Fußball am Arbeitsplatz: Das gilt es zu beachten

Symbolbild. Foto: gpointstudio / iStock / Thinkstock

Seit Freitag ist Europa im Fußballfieber. Der Ausnahmezustand darf sich aber nicht auf den Arbeitsalltag übertragen. Anita Christl, Arbeitsrechtsexpertin der IHK Schwaben, erklärt, wie Arbeitnehmer trotzdem die Spiele verfolgen können.

von Iris Zeilnhofer, Online-Redaktion

Die erste Partie hat die deutsche Nationalmannschaft gestern bereits bestritten. Die nächste Begegnung folgt am Donnerstag um 21 Uhr. Gerade beim Schichtdienst ist es dann einigen Arbeitnehmern nicht möglich, daheim vor dem Fernseher zu sitzen und die Jungs anzufeuern. Grund genug für Sonderregelungen am Arbeitsplatz bietet das jedoch nicht. Es ist ein klares Kulanzthema.

Keine arbeitsrechtlichen Ausnahmen durch die EM

„Zur Fußball-EM gelten keine arbeitsrechtlichen Ausnahmeregelungen“, erklärt Anita Christl von der IHK. Der Betriebsablauf darf aufgrund von sportlichen Großveranstaltungen nicht gestört werden. Wer die Spiele über ein TV-Gerät oder im Live-Stream im Büro verfolgen möchte, braucht zudem eine ausdrückliche Zustimmung des Arbeitgebers. Gleiches gilt beim Radiohören. Auch hier hat der Arbeitgeber ein Mitspracherecht, wie schon bei Smartphones oder Handys.
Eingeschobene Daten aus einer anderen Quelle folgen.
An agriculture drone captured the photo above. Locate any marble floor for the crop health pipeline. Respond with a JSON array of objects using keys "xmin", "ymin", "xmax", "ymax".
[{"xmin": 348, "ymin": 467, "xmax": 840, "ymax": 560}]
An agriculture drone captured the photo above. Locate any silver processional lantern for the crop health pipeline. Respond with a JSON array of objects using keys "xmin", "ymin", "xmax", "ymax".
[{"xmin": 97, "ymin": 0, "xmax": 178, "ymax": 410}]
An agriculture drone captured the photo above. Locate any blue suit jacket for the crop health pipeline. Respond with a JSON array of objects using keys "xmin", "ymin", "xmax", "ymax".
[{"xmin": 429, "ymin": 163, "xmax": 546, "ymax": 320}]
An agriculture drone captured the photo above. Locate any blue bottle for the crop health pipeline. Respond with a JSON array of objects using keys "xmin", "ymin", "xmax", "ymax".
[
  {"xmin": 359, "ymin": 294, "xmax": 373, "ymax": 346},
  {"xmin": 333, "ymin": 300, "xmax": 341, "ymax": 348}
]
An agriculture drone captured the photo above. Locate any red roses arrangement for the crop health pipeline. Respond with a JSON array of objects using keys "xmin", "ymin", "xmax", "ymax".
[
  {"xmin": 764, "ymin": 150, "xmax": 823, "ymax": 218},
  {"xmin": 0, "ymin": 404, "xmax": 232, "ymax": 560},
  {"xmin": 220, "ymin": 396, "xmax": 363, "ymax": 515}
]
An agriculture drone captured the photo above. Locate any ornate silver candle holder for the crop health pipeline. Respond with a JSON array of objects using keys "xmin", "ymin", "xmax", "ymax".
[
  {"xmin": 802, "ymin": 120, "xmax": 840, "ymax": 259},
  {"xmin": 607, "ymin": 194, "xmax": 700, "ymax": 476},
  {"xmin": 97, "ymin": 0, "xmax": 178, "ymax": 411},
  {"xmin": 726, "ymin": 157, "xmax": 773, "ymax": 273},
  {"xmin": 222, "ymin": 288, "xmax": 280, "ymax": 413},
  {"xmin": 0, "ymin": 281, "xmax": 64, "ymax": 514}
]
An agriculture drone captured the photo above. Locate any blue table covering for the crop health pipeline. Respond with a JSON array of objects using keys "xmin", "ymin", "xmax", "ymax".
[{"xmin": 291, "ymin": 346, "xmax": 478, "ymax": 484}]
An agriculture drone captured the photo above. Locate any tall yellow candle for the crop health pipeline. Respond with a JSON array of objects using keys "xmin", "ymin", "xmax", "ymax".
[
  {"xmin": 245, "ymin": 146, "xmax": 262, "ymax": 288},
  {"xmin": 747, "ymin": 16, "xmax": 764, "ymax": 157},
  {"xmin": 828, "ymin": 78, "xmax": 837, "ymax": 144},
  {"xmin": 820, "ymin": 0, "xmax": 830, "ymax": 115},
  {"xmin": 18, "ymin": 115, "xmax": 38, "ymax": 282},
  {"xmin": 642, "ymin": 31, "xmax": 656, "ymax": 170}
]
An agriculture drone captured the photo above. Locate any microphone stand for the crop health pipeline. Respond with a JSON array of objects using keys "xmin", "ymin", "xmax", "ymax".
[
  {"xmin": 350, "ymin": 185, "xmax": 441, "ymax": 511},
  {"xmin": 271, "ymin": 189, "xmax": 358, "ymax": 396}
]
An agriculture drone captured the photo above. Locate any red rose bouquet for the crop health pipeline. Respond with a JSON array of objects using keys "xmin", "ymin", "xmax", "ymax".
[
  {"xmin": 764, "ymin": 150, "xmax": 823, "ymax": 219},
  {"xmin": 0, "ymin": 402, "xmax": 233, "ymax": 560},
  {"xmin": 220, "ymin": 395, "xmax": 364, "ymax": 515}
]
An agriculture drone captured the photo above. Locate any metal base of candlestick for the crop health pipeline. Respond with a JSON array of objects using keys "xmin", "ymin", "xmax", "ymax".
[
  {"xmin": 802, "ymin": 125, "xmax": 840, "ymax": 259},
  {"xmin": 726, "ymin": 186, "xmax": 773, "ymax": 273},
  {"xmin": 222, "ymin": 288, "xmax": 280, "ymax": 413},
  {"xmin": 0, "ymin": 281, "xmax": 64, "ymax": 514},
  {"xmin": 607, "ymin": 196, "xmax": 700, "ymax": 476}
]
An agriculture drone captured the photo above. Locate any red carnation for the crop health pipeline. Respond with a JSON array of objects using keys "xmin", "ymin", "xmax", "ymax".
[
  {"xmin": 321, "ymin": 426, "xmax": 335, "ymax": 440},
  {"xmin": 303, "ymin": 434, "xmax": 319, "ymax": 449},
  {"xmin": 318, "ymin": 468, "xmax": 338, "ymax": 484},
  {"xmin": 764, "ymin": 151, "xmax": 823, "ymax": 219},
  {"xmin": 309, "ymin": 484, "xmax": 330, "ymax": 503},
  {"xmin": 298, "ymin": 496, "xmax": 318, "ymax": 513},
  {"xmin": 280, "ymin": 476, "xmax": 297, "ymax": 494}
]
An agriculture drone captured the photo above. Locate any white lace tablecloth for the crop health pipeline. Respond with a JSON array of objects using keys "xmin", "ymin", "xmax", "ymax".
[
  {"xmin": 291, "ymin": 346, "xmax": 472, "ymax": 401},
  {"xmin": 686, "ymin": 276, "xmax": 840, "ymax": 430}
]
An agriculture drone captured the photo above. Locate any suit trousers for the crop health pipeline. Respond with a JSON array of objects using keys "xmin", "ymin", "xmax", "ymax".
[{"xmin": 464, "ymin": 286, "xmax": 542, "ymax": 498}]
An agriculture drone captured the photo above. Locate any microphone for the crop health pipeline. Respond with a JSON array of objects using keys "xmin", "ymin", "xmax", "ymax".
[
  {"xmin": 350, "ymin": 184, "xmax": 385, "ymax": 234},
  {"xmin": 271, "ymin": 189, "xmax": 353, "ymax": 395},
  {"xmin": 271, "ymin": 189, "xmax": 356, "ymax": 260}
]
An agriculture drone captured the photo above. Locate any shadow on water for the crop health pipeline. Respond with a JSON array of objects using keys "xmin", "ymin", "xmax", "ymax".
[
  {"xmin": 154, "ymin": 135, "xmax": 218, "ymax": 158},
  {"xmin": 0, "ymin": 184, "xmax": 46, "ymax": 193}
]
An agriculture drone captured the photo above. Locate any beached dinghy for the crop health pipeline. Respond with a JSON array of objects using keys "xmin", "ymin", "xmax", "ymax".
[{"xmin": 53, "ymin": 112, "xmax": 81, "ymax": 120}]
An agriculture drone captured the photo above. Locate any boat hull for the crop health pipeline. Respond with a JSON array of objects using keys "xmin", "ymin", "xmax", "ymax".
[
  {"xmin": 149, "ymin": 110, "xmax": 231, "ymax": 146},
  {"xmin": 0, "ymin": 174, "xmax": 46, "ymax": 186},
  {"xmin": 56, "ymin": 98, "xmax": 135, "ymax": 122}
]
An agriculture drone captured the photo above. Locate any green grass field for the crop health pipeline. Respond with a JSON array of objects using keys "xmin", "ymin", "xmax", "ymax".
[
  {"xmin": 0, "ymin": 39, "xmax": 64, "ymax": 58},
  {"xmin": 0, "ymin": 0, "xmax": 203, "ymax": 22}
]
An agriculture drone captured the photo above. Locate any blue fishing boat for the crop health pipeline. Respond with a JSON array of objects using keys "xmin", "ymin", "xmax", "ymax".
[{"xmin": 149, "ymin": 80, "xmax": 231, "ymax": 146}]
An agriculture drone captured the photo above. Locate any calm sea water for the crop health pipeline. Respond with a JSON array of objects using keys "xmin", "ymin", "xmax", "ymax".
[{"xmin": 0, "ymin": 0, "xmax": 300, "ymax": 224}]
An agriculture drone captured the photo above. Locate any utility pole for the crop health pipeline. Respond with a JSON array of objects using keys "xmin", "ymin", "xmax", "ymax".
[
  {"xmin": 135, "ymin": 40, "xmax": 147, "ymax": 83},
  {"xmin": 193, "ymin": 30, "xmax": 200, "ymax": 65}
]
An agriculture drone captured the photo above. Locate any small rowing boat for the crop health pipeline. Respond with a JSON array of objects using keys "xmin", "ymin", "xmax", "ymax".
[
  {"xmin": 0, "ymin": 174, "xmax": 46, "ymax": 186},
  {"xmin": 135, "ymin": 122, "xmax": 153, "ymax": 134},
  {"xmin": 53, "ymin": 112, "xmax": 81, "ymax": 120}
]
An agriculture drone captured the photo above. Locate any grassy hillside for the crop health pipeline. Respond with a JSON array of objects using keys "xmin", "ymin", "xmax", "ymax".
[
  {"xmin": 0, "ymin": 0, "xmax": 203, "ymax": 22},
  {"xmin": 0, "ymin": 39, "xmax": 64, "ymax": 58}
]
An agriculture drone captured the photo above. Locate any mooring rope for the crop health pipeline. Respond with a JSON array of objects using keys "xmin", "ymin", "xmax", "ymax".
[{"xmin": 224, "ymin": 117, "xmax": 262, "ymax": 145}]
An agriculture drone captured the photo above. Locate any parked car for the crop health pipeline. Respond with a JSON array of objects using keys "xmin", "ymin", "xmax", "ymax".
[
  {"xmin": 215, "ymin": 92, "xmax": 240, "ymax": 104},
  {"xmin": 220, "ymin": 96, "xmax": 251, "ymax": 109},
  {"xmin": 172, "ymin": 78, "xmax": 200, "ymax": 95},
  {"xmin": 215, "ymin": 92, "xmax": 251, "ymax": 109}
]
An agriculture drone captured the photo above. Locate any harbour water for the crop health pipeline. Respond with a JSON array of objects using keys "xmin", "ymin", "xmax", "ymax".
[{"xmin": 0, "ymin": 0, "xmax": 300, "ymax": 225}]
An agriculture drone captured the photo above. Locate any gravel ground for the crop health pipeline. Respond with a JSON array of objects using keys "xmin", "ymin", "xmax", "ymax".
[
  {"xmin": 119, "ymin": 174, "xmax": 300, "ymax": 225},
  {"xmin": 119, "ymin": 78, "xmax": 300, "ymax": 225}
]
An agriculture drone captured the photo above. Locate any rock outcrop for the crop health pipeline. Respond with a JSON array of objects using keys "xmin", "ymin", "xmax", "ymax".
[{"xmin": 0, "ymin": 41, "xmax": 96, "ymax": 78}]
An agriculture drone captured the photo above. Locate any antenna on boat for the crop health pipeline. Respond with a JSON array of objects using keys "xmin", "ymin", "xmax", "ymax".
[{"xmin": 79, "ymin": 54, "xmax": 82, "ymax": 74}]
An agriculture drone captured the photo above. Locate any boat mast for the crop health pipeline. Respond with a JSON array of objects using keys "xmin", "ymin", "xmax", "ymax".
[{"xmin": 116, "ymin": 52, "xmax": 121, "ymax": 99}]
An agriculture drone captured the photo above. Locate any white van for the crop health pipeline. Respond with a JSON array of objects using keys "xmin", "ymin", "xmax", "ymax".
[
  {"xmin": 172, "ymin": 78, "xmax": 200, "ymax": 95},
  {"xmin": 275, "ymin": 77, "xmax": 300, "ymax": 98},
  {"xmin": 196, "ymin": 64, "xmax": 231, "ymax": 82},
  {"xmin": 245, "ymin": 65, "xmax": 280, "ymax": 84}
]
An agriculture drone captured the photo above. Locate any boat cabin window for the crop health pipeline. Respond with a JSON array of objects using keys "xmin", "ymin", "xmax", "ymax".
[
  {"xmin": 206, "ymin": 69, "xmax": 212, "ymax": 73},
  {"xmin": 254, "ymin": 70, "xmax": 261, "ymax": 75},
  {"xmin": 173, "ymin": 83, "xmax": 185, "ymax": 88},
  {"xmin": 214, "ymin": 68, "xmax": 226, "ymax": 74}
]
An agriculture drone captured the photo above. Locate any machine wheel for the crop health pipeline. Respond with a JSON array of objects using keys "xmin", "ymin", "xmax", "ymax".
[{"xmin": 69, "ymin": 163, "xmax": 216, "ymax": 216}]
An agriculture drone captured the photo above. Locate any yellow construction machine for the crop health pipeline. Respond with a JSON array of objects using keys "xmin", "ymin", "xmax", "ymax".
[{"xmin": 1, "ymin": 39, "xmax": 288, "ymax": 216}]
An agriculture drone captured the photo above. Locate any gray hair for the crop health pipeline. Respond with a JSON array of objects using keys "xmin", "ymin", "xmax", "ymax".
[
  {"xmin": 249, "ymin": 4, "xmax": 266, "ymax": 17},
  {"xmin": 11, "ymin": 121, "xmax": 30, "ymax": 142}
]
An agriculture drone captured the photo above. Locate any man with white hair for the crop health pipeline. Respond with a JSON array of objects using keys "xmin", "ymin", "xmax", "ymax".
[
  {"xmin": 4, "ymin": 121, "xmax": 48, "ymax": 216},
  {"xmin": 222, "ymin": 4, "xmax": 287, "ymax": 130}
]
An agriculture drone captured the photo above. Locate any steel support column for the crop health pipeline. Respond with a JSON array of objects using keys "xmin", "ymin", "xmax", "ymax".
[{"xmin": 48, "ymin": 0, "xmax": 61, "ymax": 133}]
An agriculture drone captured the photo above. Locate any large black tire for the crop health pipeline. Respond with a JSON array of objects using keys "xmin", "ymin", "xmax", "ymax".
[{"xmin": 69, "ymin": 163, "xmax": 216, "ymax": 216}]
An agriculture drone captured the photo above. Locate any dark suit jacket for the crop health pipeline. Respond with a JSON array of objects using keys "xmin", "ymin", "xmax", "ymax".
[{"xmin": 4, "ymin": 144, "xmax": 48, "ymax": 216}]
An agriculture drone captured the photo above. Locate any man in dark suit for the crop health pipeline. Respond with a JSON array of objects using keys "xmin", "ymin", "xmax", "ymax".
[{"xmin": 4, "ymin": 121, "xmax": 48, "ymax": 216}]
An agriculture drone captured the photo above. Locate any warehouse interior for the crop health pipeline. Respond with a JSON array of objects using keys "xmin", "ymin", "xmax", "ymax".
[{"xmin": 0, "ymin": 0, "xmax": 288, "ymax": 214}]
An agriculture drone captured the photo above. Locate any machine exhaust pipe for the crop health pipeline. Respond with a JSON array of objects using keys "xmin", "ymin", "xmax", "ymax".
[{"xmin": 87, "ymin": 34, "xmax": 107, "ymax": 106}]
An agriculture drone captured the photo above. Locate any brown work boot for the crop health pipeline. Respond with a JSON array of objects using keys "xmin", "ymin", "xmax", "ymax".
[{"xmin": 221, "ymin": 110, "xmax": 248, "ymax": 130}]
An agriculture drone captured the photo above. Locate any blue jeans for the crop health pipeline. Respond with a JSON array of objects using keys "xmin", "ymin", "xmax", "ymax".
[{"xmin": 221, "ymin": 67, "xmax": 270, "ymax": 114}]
Das Verbot solcher Geräte steht dem Arbeitgeber im Rahmen seines Direktionsrechts zu.

Mitarbeiter über Regelungen rechtzeitig infomieren

Die EM 2016 ist dabei nicht die erste sportliche Großveranstaltung. „Hat der Arbeitgeber bereits zur letzten EM oder WM das Fernsehen während der Arbeitszeit direkt am Arbeitsplatz erlaubt und will er das in diesem Jahr nicht so handhaben, sollte er seine Mitarbeiter frühzeitig über diese Änderung informieren“, rät die Arbeitsrechtsexpertin. „Für ein gutes Betriebsklima kann der Unternehmer auch mit einem betriebsinternen Public-Viewing sorgen. Er wird dabei auch die Rahmenbedingungen festlegen, wie zum Beispiel den Alkoholkonsum. Erinnert sei daran, dass in vielen Betrieben ein striktes Alkoholverbot herrscht.“

Flexible Arbeitszeiten mit Arbeitgeber und Kollegen klären

Lässt der betriebliche Alltag dies nicht zu, können Fußballfans auch andere Alternativen ansprechen: „Unternehmer, die vom Betriebsablauf her die Möglichkeit haben, gestalten oft den Arbeitseinsatz flexibler als sonst. Gleitzeit oder Arbeitszeitenkonten bieten für Arbeitnehmer gute Möglichkeiten, in Absprache mit dem Chef und den Kollegen zu Kompromissen im persönlichen Arbeitseinsatz zu kommen“, so Christl.

vbw: „Frühschicht später beginnen lassen“

Bertram Brossardt, Hauptgeschäftsführer der vbw schlägt außerdem vor, „wegen eines späten Spielbeginns einmal eine Frühschicht später beginnen zu lassen. Gerade in der Metall- und Elektro-Industrie können die Arbeitszeiten flexibel gestaltet werden.“ Ein Anspruch darauf bestehe jedoch nicht. „Gibt es keine betriebsspezifische Vereinbarung, muss ein Arbeitnehmer pünktlich zur Spät- oder Frühschicht erscheinen, auch wenn sich dies mit der Übertragung eines wichtigen Spiels überschneidet“, so Brossardt. Ist dies alles nicht möglich, steht es den Angestellten frei, sich für die großen Spiele Urlaub zu nehmen.